Страница 91 из 111
Подойдя к железной решетке, преградившей им путь, Жанна Отман отперла заржавленный замок, и перед девушкой открылась совсем иная картина: старый, запущенный парк, заросшие травой дорожки, купы берез с трепещущей листвою, розоватые кусты вереска на лужайках, живые изгороди, птичий щебет, вязы, дубы, покрытые мхом у корней, высокие деревья, оставшиеся от прежнего векового леса. На поляне возвышался деревянный домик, настоящий швейцарский шале с наружной лестницей, с решетчатыми оконцами, с верандой под широким навесом кровли, укрепленной от горных ветров большими камрями.
Обитель!
В первые годы замужества Жанна построила себе в старом парке, вдали от плавильных заводов и от замка нечестивой свекрови, это уединенное убежище — швейцарский домик — в память о Гриндельваль — де и мистических беседах со вседержителем. Учредив Общину евангелисток, она укрывала в Обители всех своих работниц, призванных распространять Евангелие, которые тут же, у нее на глазах, по нескольку месяцев готовились к высокой миссии. Внизу, в унылой молитвенной зале, душной, как трюм миссионерских судов на английских китобойных промыслах в северных морях, эти избранницы учились возвещать слово божие; г-жа Отман и Жан-Батист Круза давали им уроки богословия и церковного пения. Остальное время прозелитки проводили в особых кельях, предаваясь благочестивым размышлениям, вплоть до того дня, когда Жанна, сочтя какую-нибудь девушку достойной, целовала ее в лоб и говорила: «Иди, дитя мое, и возделывай мой виноградник!»

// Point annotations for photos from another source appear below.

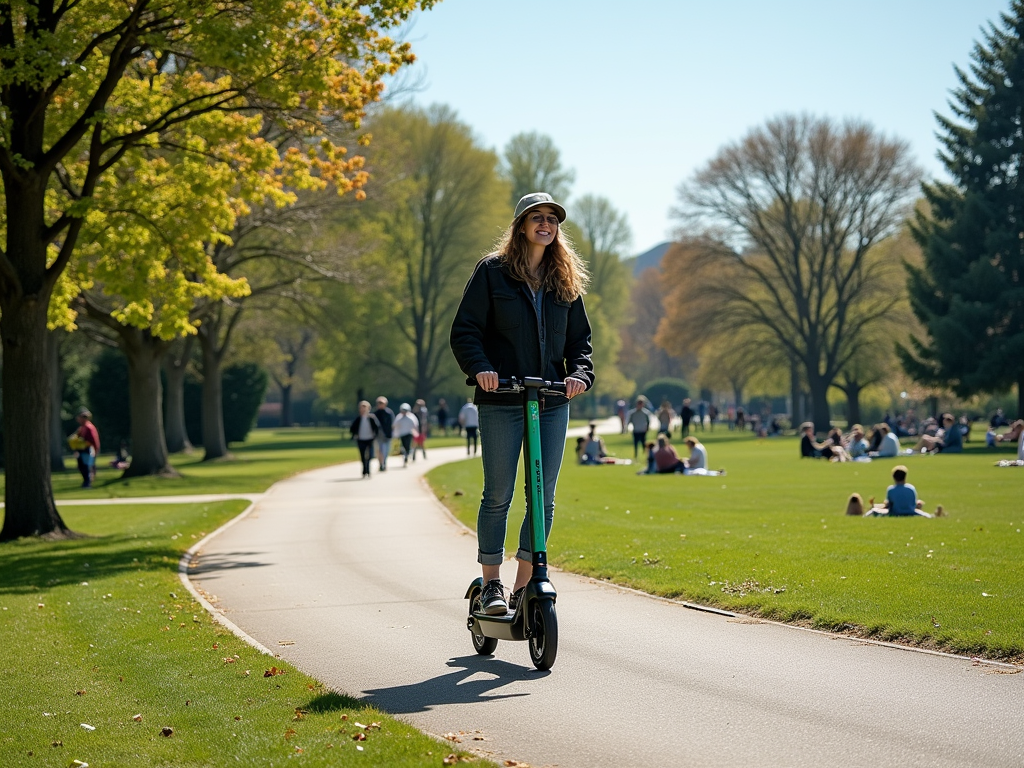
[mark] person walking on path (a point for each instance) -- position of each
(442, 416)
(469, 419)
(420, 439)
(665, 417)
(385, 417)
(365, 429)
(521, 314)
(686, 415)
(87, 453)
(407, 426)
(640, 421)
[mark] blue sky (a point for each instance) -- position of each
(639, 95)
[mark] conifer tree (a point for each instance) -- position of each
(970, 291)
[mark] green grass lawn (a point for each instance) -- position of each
(103, 634)
(267, 456)
(771, 539)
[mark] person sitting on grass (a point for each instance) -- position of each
(889, 448)
(901, 499)
(857, 445)
(833, 448)
(948, 440)
(666, 458)
(1016, 432)
(855, 507)
(698, 454)
(651, 468)
(808, 448)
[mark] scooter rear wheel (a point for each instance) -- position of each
(483, 645)
(544, 634)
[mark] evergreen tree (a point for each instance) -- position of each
(970, 292)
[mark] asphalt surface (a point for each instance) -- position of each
(360, 584)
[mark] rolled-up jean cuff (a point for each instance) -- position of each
(493, 558)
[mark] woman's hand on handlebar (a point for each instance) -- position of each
(487, 381)
(573, 387)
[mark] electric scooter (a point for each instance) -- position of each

И несчастные шли по ее приказу в промышленные города и заводские поселки, в Лион, Лилль, Рубе, туда, где люди погрязли в грехе и пороке, где души чернее кожи африканцев, чернее узких фабричных улочек, угольной пыли и кирки рудокопа. Они селились в рабочем предместье и приступали к апостольской деятельности: днем обучали детей по образцовой методе школ Пор-Совера, а вечером проповедовали Евангелие. Но почва виноградника была камениста и бесплодна, и лозы не давали урожая. Почти всюду им приходилось выступать в пустых холодных залах, терпеть насмешки рабочих, грубости и оскорбления, выносить придирки фабричного начальства, от которых не всегда мог их защитить на таком расстоянии от Парижа даже сам всесильный Отман.
Но мужественные исповедницы, не впадая в отчаяние, продолжали сеять слово божие на скудном поле, ибо сказано в писании, что добрые семена, не больше горчичного зерна, могут взойти и принести плоды даже в самой неподатливой душе.
Нужна была горячая вера, глубокая убежденность, чтобы согласиться за сто франков в месяц вести на чужбине одинокую, тоскливую жизнь, на которую обрекала девушек г-жа Отман, отрывая их от родных и близких с тем же равнодушием, с каким она подрезала ветки деревьев в своем саду. Они жили, как монахини, только без монастырских решеток, но с тем же строгим уставом: по первому требованию настоятельницы отправлялись в путь, переезжали на новые места и каждый год неуклонно возвращались в Обитель, чтобы почерпнуть новые силы в учении Христа.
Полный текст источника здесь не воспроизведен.